Courtesy of Martine Rose
Martine Rose is one of fashion’s great narrators. Her shows are transportive universes in which the cheeky perspective through which she sees the world is made material. Take the homecoming show, of sorts, that she staged back in June as a case in point: a love letter to London – not least its hoi polloi of characters, endowed with swagger and lip-biting sex appeal – it was a much-needed reminder of what fuels the city’s stubborn pride (its people), and what makes the designer one of its de facto patron saints.
The same can be said of her autumn/winter 2026 collection. Although a portfolio of images takes the place of a show this season, it’s a body of work that brims with characteristic Martine-isms: chopped and screwed sportswear, whacky trompe l’oeil constructions, gender-f*cked styling, high camp riffs on historical dresscodes.
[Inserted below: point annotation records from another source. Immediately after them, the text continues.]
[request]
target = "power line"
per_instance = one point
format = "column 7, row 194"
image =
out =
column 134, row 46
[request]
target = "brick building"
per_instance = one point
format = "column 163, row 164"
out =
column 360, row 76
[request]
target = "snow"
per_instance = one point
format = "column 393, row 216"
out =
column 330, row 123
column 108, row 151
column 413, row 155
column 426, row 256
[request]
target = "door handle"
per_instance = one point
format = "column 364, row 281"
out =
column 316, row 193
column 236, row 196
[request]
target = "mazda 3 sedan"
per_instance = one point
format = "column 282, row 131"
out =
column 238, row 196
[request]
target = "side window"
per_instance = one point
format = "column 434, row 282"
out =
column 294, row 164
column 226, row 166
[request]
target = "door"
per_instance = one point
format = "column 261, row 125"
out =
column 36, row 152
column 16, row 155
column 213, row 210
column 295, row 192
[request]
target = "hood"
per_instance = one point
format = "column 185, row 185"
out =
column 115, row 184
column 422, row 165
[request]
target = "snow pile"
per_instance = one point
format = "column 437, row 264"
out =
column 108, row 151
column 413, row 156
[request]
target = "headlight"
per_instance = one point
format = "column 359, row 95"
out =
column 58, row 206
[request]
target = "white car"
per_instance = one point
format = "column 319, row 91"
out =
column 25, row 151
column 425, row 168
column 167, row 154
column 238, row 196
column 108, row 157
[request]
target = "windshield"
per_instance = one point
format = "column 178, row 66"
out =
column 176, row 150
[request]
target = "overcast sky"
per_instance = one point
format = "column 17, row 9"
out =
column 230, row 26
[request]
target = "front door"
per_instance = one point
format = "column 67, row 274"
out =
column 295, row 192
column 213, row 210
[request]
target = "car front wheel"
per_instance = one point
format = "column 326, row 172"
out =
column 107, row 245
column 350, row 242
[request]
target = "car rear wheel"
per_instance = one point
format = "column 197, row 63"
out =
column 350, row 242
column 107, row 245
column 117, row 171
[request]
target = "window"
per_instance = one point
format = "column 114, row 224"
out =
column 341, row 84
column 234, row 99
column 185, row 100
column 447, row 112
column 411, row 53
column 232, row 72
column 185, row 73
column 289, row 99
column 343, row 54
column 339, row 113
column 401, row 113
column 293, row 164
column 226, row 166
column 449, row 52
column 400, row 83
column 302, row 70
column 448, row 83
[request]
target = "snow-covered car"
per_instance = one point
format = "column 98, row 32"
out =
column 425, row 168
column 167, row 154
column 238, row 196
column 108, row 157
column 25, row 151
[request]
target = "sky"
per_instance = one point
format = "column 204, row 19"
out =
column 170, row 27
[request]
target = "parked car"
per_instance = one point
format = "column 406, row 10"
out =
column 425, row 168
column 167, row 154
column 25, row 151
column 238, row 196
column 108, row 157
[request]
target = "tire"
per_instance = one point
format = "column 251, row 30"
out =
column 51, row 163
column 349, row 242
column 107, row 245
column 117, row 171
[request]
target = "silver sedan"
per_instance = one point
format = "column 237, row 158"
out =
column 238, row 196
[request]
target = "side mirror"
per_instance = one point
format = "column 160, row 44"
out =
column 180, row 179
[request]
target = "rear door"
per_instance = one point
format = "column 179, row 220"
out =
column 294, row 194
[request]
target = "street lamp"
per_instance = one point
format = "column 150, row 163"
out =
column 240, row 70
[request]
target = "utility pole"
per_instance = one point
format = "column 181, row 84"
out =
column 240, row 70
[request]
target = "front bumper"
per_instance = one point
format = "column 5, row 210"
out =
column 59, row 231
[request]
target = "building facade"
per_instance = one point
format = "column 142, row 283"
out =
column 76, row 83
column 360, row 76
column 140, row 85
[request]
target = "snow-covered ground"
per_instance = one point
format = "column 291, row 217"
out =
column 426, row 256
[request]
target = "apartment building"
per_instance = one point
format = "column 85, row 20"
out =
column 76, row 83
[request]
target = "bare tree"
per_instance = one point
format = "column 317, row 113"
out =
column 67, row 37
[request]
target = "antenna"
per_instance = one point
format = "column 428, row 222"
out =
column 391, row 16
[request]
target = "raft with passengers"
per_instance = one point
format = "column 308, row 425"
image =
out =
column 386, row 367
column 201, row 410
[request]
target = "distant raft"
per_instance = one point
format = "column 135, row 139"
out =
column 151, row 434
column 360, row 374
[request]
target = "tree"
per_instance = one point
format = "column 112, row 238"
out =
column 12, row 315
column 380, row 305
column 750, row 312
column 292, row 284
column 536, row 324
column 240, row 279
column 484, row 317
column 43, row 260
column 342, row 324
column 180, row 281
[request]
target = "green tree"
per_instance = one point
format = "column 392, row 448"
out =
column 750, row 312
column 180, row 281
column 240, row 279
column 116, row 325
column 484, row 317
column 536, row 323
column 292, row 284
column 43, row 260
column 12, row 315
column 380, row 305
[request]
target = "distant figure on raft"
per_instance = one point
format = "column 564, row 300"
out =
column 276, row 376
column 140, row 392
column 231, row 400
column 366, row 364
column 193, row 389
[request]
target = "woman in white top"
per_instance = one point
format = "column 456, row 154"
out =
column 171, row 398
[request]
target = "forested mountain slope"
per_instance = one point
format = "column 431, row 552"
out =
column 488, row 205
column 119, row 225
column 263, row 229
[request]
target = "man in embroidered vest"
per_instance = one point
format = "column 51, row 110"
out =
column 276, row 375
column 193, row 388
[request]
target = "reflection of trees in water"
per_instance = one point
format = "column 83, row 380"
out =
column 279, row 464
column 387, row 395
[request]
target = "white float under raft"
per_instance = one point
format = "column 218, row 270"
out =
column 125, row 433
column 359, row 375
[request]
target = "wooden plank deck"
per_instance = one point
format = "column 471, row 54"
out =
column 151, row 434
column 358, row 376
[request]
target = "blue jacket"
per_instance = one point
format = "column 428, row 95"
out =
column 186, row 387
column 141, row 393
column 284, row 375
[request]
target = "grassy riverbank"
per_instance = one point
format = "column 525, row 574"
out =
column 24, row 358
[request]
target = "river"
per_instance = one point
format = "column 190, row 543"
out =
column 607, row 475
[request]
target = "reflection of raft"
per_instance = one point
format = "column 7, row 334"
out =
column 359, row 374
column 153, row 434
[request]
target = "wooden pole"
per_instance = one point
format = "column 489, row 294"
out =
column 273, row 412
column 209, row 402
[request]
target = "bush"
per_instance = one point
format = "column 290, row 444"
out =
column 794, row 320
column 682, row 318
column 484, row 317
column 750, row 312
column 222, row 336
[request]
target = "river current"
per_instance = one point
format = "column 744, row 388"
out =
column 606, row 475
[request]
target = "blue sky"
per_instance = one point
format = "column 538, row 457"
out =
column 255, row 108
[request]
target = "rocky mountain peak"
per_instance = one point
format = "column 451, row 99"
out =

What sets the collection apart, though, is its laser focus.
“This season, there was a very intentional plan to strip everything back and really just to make it about the clothes and the silhouette,” Martine says over Zoom, fresh from the collection’s shoot. “Typically, we pull people into this feeling, and there are so many different facets that draw people in.” Indeed, a Martine Rose spectacle is as close as you’ll come to a fashion-show-as-gesamtkunstwerk experience in London; they’re holistically sensorial events that, annoying as it is to say, you have to be there to really get.
“It’s not to say that that distracts from the clothes – positioning them within a wider context and conversation is something we do intentionally. But here, we really just wanted to make them the focus,” the designer explains. “To strip it back and give it some air; to make it be about a silhouette or a person – to create a stillness and a really intentional sense of focus.”
Trompe l’oeil is a longstanding mainstay in Martine’s arsenal, but here, the what-you-see-isn’t-quite-what-you-get technique is pushed to confident new frontiers. A supple leather coat, for example, comes with a hulking faux fur collar and sleeves, the latter swelling at the sleeve head, aping the puffed-up stance of a Holbein subject; a track jacket in contrasting swatches of nylon is seemingly draped with faux pelts. “They’re quite extreme silhouettes,” Martine says, “but we really wanted to channel this sense of old-world glamour through a lens of contemporary youthfulness and lightness.” A technical detail that stands them apart, though, is that, in both cases, the pilose panels aren’t overlaid but interlocked, with the contrasting textiles expertly fused.
Martine’s preoccupation with historical garment construction also translates to a widespread study of corsetry, with boned and canvassed waists built into twill chore jackets, wool suiting, carpenter trousers and poplin shirts, their stern rigour counterposed by the comforting slouch of unconstructed tailoring and extended flannel overshirts that pour over the body. A similar contrast informs Martine’s approach to gender play – the playfulness of men’s shirts with lacy camisole appliqués sits next to the pheromonal masculinity of bombers with in-built gym towel hoods. “There’s always that push-pull, and that will always be present in my work,” she says. “They’re things I really enjoy – even when we’re like, ‘We’re going to do something totally different this season,’ that’s what we still come back to. It’s part of our handwriting.”
Handwriting feels like a fitting analogy in discussing Martine’s work. The opposite of algorithmic, what gives it its charge is the profound sense of humanity it exudes. While the intention behind this season may have been to strip it all back to the clothes, looking at these images, you can’t help but be struck by the human ingenuity that resulted in their making – and the emboldened, self-possessed sense of personality they activate in their wearers. These are clothes that speak for themselves, and that empower you to say just what you want.